A conserved surface loop in type I dehydroquinate dehydratases positions an active site arginine and functions in substrate binding

Abstract

Dehydroquinate dehydratase (DHQD) catalyzes the third step in the biosynthetic shikimate pathway. We present three crystal structures of the Salmonella enterica type I DHQD that address the functionality of a surface loop that is observed to close over the active site following substrate binding. Two wild-type structures with differing loop conformations and kinetic and structural studies of a mutant provide evidence of both direct and indirect mechanisms of involvement of the loop in substrate binding. In addition to allowing amino acid side chains to establish a direct interaction with the substrate, closure of the loop necessitates a conformational change of a key active site arginine, which in turn positions the substrate productively. The absence of DHQD in humans and its essentiality in many pathogenic bacteria make the enzyme a target for the development of nontoxic antimicrobials. The structures and ligand binding insights presented here may inform the design of novel type I DHQD inhibiting molecules.

Figure 1

Reaction catalyzed by DHQD.

Figure 2

Dynamic loop behaviour in DHQD. Overlay of open loop-P2₁2₁2₁ (green) and pre-dehydration intermediate bound (cyan, PDB code 3M7W) DHQD structures (RMSD = 0.28 Å over 198 Cα atoms, calculated with Val228 to Gln236 residues omitted). A dotted green line traces where the disordered loop residues may lie. Inset highlights differential loop behaviour between the two structures and shows interaction of closed loop residues with the reaction intermediate (shown in pink).

Figure 3

The closed loop conformation in the closed loop-P2₁ structure likely results from crystal packing. (a) Superposition of pre-dehydration intermediate bound (cyan) and closed loop-P2₁ (yellow) structures. The reaction intermediate is shown in pink. (b) Superposition of the closed loop-P2₁2₁2₁ (yellow) and open loop-P2₁2₁2₁ (green) structures. Residues His51 and Glu89 of a symmetry related molecule are proximal to the closed loop and would clash with an open loop conformation. A dotted green line traces where the disordered residues may lie.

Figure 4

Chloride binding within the closed loop-P2₁ active site. (a) Superposition of closed loop- P2₁ (yellow) and pre-dehydration reaction intermediate bound (cyan) structures.
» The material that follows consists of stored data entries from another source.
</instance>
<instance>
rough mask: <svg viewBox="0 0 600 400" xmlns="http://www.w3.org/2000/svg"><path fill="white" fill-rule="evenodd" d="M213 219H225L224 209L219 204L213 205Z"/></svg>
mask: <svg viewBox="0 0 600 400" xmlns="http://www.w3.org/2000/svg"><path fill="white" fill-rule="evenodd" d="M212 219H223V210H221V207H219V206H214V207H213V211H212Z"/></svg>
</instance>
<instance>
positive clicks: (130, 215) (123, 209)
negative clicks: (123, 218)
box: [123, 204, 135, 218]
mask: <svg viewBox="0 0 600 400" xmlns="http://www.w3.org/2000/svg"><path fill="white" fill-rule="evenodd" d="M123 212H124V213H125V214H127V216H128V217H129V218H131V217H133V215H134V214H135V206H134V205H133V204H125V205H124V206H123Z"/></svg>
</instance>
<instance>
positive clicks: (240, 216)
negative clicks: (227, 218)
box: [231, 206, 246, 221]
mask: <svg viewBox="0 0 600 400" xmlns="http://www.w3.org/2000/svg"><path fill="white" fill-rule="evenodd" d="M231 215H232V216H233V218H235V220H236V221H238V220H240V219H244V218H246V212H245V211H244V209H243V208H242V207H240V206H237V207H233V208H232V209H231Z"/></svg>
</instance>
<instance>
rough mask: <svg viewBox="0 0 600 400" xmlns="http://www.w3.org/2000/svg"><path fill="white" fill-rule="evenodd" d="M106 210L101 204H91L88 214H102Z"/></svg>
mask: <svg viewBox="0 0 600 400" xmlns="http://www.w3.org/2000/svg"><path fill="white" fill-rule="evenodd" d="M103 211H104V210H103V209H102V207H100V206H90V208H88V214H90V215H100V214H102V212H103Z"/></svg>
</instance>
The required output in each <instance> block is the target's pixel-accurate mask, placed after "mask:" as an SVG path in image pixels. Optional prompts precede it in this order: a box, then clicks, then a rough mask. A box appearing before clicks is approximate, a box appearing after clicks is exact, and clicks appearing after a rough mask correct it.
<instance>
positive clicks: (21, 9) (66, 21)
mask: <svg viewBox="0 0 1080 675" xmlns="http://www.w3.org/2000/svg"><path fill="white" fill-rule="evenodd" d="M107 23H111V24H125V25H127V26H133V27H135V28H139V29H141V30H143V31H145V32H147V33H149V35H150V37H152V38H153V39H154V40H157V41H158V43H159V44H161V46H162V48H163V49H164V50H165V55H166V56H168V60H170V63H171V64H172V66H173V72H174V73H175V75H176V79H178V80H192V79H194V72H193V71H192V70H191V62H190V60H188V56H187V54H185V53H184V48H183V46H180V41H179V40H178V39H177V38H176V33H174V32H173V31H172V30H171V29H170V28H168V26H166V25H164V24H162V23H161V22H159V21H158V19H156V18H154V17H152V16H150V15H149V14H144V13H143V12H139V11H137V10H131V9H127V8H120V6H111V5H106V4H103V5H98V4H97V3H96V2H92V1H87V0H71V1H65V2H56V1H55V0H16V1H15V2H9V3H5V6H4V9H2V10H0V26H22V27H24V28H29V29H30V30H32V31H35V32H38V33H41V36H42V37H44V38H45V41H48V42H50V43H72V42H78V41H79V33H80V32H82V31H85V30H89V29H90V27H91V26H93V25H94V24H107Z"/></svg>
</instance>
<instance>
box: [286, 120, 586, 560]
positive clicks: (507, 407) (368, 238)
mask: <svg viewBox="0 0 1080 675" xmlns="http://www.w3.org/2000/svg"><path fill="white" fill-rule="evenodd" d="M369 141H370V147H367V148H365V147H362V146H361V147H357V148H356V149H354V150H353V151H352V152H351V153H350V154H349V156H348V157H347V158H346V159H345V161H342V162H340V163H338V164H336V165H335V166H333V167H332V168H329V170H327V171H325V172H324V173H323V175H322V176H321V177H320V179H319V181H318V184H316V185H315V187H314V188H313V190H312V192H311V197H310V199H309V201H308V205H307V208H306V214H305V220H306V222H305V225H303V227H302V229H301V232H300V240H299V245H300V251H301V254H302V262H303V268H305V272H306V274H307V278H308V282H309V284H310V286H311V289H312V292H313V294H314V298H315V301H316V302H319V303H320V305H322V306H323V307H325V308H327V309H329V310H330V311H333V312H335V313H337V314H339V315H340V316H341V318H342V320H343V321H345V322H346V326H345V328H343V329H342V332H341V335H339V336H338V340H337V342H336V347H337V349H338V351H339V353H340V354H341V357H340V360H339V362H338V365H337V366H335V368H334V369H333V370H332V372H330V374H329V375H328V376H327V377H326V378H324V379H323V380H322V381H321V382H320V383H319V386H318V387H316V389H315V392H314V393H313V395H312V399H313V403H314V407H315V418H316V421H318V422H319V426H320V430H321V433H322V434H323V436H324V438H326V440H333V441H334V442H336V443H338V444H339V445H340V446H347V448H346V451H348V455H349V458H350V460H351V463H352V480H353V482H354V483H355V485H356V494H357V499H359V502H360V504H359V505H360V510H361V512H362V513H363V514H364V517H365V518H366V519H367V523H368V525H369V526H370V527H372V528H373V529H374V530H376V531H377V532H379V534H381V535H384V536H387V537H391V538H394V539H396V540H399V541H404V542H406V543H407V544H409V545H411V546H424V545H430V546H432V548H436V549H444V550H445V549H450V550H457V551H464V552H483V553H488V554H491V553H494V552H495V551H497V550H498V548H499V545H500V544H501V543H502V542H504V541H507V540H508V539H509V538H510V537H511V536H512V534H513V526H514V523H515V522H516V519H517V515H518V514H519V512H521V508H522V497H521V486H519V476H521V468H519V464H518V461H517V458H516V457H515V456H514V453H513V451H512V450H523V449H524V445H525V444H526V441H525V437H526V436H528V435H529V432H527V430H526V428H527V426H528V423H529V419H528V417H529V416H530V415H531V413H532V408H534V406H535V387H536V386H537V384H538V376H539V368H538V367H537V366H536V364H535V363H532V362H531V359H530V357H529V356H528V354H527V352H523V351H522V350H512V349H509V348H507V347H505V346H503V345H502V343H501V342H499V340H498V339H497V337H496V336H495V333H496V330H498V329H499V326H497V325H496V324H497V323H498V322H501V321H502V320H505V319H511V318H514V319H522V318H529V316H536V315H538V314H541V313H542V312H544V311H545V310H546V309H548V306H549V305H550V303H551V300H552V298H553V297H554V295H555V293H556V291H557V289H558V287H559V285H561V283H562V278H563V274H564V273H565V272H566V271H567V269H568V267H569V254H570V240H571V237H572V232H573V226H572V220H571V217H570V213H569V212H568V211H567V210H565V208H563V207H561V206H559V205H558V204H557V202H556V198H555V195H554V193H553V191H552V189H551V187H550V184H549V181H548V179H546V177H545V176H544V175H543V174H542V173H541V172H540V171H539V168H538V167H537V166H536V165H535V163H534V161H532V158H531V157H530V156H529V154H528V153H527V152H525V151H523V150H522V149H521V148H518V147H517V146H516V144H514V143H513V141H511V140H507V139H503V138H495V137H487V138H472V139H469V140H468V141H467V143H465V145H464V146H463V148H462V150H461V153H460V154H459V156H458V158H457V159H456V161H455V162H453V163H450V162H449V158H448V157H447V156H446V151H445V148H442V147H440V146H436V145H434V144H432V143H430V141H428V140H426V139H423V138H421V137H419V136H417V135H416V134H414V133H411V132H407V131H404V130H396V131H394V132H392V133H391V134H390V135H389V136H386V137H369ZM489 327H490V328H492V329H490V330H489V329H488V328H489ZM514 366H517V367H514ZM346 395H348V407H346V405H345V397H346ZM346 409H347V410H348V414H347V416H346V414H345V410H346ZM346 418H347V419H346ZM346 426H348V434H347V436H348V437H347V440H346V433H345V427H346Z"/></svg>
The chloride and 1-carboxyl group localize to the same position within the active site. The reaction intermediate is shown in pink. (b) A schematic representation of the closed loop-P2₁ active site shows key chloride interactions.

Figure 5

Loop closure results in a conformational change of Arg213. (a) Sequence alignment of the type I DHQDs from S. enterica, C. difficile, E. faecalis, and A. thaliana done in ClustalW2 version 2 using ESPript version 2.2. Asterisks denote S. enterica Ser232 and Gln236, which are observed to hydrogen bond with the reaction intermediate. (b) Superposition of open loop-P2₁2₁2₁ (green) and pre-dehydration reaction intermediate bound (cyan) active sites. The reaction intermediate bound conformation of Arg213 positions the residue to form a bidentate salt bridge (yellow dashes) with the reaction intermediate’s (shown in pink) 1-carboxyl group. Distances that would be unusually short between the open loop-P2₁2₁2₁ conformation of Arg213 and reaction intermediate bound conformation of Gln236 (red dashes) are shown in angstroms. Arrows denote the direction of Gln236 and Arg213 movement as the loop transitions from open to closed states. (c) Superposition of pre-dehydration reaction intermediate (cyan) and closed loop- P2₁ (yellow) structures. Arg213 adopts identical conformations in each structure.

Figure 6

The Q236A variant enzyme fails to induce a conformational change of Arg213 and has altered anion coordinating properties. (a) Superposition of open loop-P2₁2₁2₁ (green), pre-dehydration reaction intermediate bound (cyan), closed loop-P2₁ (yellow), and closed loop-Q236A (magenta) active sites. The reaction intermediate is shown in pink. In both closed loop WT structures Arg213 adopts its ligand bound conformation. In the Q236A variant structure Arg213 remains in its apo conformation. (b) Superposition of the closed loop-P2₁ (yellow) and closed loop-Q236A (magenta) active sites. Corresponding to the altered Arg213 conformation, the chloride is displaced 3.0 Å within the Q236A active site relative to its position in the WT enzyme.